Success from small grant to Professor DA Lane

A donation from the CTT in 2000 towards the purchase of a high pressure liquid chromatography (HPLC) apparatus enabled this group to perform much research leading to the publication of 21 scientific papers by 2003.

Other Research News

  • In the July issue of European Heart Journal, Juan Viles-Gonzales et al write:-

    “Atherothrombosis, characterised by atherosclerotic lesion disruption with superimposed thrombus formation, is the major cause of acute coronary syndromes (ACS) and cardiovascular death. It is the leading cause of mortality in the industrialised world.

    Atherosclerosis is a diffuse process that starts early in childhood and progresses asymptomatically through adult life. Later in life, it is clinically manifested as coronary artery disease, stroke, transient ischaemic attack, and peripheral arterial disease. From the clinical point of view, we should envision this disease as a single pathologic entity that affects different vascular territories”.

These authors also review available antithrombotic therapy including a number which are newly available. Without exception, these treatments carry a risk of bleeding, the major cause of complication and death due to such treatment. The Coronary Thrombosis Trust regards it as unsatisfactory in that some lives should not be lost due to treatment that saves more lives. The research in new treatments sponsored by the Coronary Thrombosis Trust is restricted to antithrombostic effect via platelet inactivation without bleeding. Please help us achieve this goal by making a donation.

  • In “Hyperlipiemia Expert Column”, Medscape Cardiology, Scott M Grundy writes:-

“Metabolic Syndrome....also termed insulin resistance........is a growing clinical challenge. ......... Weight gain predisposes individuals to 2 pivotal components of metabolic syndrome: obesity and insulin resistance”. This condition is a major cause of atherothrombosis. Read more about dietary methods to prevent and combat metabolic syndrome in A Healthy Diet.

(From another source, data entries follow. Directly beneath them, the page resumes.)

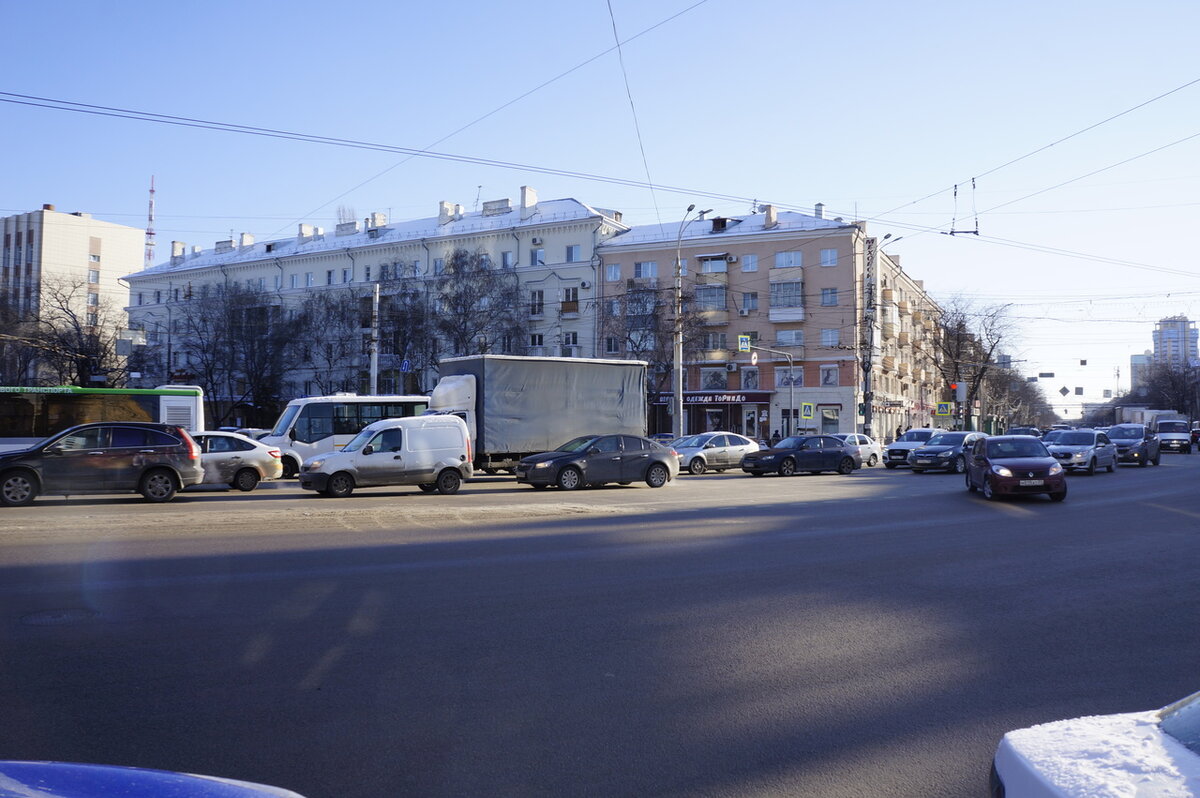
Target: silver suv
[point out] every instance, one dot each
(155, 460)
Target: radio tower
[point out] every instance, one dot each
(149, 261)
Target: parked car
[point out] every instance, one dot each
(1014, 465)
(898, 450)
(712, 451)
(1084, 450)
(1147, 754)
(869, 450)
(234, 460)
(431, 451)
(946, 451)
(155, 460)
(598, 460)
(811, 454)
(1135, 444)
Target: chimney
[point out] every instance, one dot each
(769, 217)
(528, 202)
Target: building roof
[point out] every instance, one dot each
(471, 223)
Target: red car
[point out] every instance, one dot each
(1013, 465)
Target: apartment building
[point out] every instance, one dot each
(816, 299)
(550, 245)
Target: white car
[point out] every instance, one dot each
(1107, 756)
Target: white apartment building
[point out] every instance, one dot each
(69, 252)
(550, 244)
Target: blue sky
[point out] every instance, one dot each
(867, 107)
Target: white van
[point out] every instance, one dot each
(431, 451)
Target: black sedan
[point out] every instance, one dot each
(597, 460)
(811, 454)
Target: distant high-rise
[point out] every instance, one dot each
(1176, 342)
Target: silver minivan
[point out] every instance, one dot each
(431, 451)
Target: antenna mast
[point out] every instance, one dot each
(149, 258)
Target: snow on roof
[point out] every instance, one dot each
(547, 211)
(702, 228)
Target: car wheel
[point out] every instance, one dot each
(245, 480)
(449, 481)
(657, 475)
(340, 485)
(18, 489)
(157, 485)
(988, 492)
(570, 479)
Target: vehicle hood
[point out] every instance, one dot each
(1109, 755)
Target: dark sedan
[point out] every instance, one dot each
(597, 460)
(1013, 465)
(811, 454)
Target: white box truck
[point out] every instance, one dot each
(516, 406)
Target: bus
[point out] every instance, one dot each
(318, 424)
(30, 414)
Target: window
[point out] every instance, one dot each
(711, 298)
(646, 269)
(714, 379)
(787, 377)
(786, 294)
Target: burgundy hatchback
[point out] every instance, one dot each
(1011, 465)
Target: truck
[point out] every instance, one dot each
(517, 406)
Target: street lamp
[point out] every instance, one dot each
(677, 377)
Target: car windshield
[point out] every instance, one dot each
(359, 441)
(1181, 720)
(948, 439)
(576, 444)
(1017, 448)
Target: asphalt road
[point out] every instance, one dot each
(843, 636)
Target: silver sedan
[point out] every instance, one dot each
(712, 451)
(237, 461)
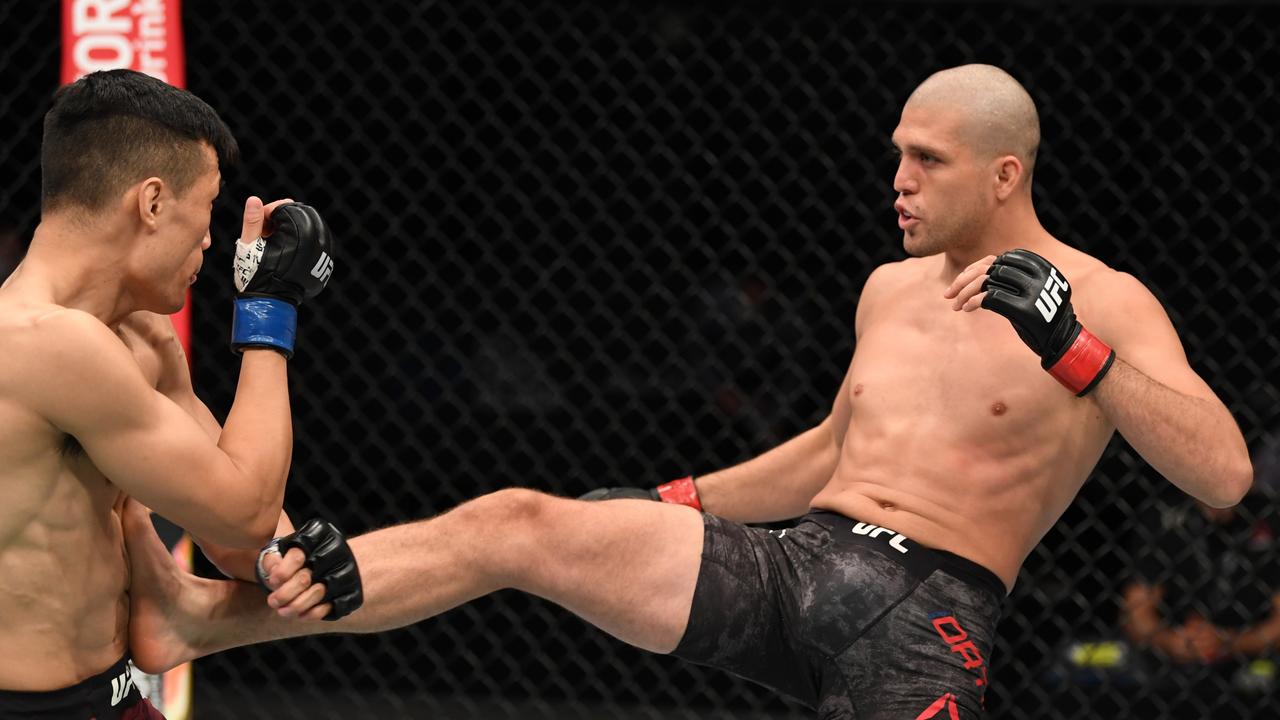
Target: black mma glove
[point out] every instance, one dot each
(330, 561)
(680, 492)
(1033, 295)
(274, 276)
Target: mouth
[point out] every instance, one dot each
(905, 218)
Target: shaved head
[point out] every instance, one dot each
(1000, 114)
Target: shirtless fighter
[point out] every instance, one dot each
(947, 454)
(95, 393)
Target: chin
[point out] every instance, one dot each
(918, 246)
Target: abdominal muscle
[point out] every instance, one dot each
(978, 461)
(63, 606)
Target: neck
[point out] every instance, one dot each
(77, 264)
(1013, 226)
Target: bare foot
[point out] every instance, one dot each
(164, 598)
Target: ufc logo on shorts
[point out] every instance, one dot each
(120, 686)
(1050, 300)
(874, 531)
(324, 268)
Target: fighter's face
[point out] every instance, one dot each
(942, 201)
(178, 249)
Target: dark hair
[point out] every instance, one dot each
(113, 128)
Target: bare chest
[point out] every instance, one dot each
(926, 364)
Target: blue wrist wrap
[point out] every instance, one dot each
(264, 322)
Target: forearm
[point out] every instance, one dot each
(775, 486)
(225, 614)
(1192, 441)
(259, 431)
(240, 563)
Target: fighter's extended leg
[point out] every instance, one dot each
(626, 566)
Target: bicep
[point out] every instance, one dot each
(1139, 331)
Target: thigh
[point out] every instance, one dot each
(627, 566)
(744, 611)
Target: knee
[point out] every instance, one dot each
(511, 522)
(513, 509)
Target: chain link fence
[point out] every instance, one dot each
(590, 245)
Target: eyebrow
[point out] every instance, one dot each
(917, 147)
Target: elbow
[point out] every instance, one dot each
(1234, 484)
(246, 531)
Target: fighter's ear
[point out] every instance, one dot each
(149, 203)
(1008, 176)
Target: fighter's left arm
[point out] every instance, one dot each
(1161, 406)
(174, 382)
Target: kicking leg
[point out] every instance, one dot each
(626, 566)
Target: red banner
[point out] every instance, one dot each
(141, 35)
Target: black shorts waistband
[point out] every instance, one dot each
(103, 696)
(919, 560)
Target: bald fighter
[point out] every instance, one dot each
(991, 369)
(95, 393)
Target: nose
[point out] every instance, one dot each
(904, 181)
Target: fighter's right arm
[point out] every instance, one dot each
(229, 491)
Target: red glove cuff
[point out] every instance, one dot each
(1083, 364)
(681, 492)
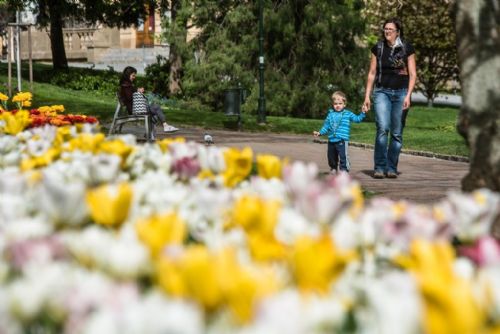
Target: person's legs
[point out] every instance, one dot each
(332, 156)
(156, 111)
(342, 152)
(396, 129)
(382, 106)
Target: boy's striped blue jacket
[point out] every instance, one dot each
(337, 124)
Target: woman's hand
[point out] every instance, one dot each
(407, 102)
(366, 106)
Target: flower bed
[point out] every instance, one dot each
(102, 235)
(15, 121)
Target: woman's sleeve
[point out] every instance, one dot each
(357, 118)
(126, 92)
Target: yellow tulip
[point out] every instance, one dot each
(194, 274)
(44, 109)
(216, 280)
(57, 108)
(86, 142)
(158, 231)
(109, 204)
(116, 147)
(206, 174)
(238, 165)
(165, 143)
(315, 263)
(258, 218)
(268, 166)
(450, 306)
(245, 287)
(15, 123)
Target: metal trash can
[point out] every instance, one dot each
(232, 102)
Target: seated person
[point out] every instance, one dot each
(127, 89)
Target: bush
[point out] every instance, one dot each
(158, 75)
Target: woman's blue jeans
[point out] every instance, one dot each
(388, 105)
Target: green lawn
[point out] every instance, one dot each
(427, 129)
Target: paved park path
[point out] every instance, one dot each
(422, 179)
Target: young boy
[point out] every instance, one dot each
(337, 126)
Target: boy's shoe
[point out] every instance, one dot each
(392, 175)
(170, 128)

  • An article in the January 2003 New Scientist (p-36-39) reminds people that half the sufferers from heart attacks due to coronary heart disease (CHD) have normal cholesterol levels in the blood. There are more fundamental things going on in CHD than problems from raised cholesterol – see atherosclerosis and lipids in our Questions and Answers section.
  • Ximelagatran is a new anticoagulant with similar action to warfarin, but it does not require laboratory control of dosage as does warfarin. This was reported at the joint meeting of the British Atherosclerosis Society and the British Society for Haemostasis and Thrombosis. Detailed current and projected antithrombotic treatments can be obtained from the web site or by email.
  • From the American Heart Association: 'Atkins is quickest diet' by Emma Morton. Slimmers lose weight faster on the Atkins Diet than on low-fat plans, two American research teams claimed yesterday. They said the low-carbohydrate regime slashed levels of “bad” cholesterol and blood fats linked to heart disease. A study at Duke University in North Carolina found that Atkins dieters lost an average of 26lbs over six months, compared with low-fat dieters who lost only 14lbs. The results were backed by research in Philadelphia.
  • Superior Yield of the New Strategy of Enoxaparin, Revascularization and Glycoprotein IIb/IIIa Inhibitors. In a high-risk population treated with an early invasive management strategy, enoxaparin was not superior to, but at least as effective as, heparin in the overall population. American College of Cardiology Annual Scientific Session 2004.
  • WATCH: Warfarin and Antiplatelet Therapy in Chronic Heart Failure Trial. This is the largest trial to date comparing aspirin, warfarin, and clopidogrel as antithrombotic treatment in heart failure against a primary composite endpoint of all-cause mortality, nonfatal MI, and nonfatal stroke.